Don't blame the developer advocate for the company's mistakes. Developer advocates rarely have any part in these kinds of decisions, but are left holding the bag whenever they go badly.
What I don't understand is why they have not auto migrated all customer data to the closest region. Why ask the customers to do this migration instead of transparently handling it for them? yes the cost may be different but this was their decision, they should absorb these costs until the customers decide.
99% of cases there are no legal implication of moving data in another country inside EU. Amsterdam is the closest in Geographic and Political sense. These are cloud data. already subject to EU Policy and not country specific. Those that really have the country condition can not even use a cloud provider but need to rent/collocate servers (not services) in the country.
There's a small increase in cost compared to the cheapest US regions, but the European regions are still significantly cheaper than the expensive Australia/Brazil regions.
Out-of-band data, like emails, is bound to be ignored by some.
I'd incorporate warnings in the application-specific responses; you can also return a different response code to make sure many clients do not blindly ignore warnings. The HTTP standard includes a 207 Multi-Status response code, which is mostly used with WebDAV.
The funniest thing about this to me is how they officially responded that if you want to find out the reason why this happened, you can look it up on their Slack chat.
I wonder if they’re open in other EU regions?
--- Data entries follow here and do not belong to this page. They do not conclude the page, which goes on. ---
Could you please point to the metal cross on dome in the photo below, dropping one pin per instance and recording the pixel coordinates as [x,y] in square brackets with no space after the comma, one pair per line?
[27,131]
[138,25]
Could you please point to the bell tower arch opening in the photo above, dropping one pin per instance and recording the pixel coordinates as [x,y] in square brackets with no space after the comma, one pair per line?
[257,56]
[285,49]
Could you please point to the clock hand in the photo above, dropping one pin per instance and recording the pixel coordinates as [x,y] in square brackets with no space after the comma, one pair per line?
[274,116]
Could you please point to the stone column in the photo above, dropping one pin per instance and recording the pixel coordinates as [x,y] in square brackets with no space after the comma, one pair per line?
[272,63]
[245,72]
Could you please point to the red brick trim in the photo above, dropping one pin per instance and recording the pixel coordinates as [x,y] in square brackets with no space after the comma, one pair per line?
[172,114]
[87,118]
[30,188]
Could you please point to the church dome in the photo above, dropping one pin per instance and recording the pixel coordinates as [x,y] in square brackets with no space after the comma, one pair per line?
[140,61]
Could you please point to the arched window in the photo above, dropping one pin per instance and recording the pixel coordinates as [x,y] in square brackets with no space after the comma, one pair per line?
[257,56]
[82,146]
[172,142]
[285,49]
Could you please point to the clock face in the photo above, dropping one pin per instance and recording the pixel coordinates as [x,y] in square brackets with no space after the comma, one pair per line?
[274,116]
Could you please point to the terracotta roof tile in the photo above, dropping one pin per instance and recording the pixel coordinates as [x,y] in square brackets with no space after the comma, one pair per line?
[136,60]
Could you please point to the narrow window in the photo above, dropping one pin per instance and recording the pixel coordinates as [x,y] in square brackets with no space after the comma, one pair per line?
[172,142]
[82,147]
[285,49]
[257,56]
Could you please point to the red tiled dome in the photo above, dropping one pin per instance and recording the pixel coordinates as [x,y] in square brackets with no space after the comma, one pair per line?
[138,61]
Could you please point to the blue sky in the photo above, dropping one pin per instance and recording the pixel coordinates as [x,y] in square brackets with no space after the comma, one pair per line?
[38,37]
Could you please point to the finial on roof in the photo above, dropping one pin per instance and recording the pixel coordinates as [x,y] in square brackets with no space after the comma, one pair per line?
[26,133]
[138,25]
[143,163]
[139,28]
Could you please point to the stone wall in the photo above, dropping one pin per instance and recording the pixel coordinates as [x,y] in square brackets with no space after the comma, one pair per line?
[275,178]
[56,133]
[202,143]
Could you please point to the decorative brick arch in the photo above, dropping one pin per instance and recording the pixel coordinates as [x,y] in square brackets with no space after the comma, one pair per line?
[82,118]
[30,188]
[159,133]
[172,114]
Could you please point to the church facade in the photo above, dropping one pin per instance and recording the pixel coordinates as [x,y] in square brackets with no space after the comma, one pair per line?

If you wanted to shut down a region, as a database provider, is it even possible to send snapshots to another region without user consent?
It feels like that could be a good practice, or not, depending on the laws in question.
Imagine if github was fired upon from the Death Star. The disturbance of the force would be epic as millions of voices suddenly cried out in terror and were suddenly silenced.
yeah no, the people complaining about their deleted data clearly wanted to keep using it - so much so, they didn't expect anything close to migrating away to another location
They wanted to have the euros flowing in right until the last minute.
1. Flash messages on all user facing consoles. 2. No new resource able to be created for 6 mo this. 3. Emails. 4. Service end date should have been at least a month prior to mandatory shut down. 5. Any people still running workloads in May should have had aggressive contact attempts made to ensure they were aware. 6. The console in the region should have switched to a final backup that can be exported by the user or moved to another region. This should have been available for 30 days.
You don’t do this because it’s fun, you do this because you need to save reputation. If I can’t trust you with business critical data then why would I use you for my critical business?
Also, as someone who works for a large enterprise, if you really believe email is the way to inform them of these changes, well I’d reconsider your beliefs.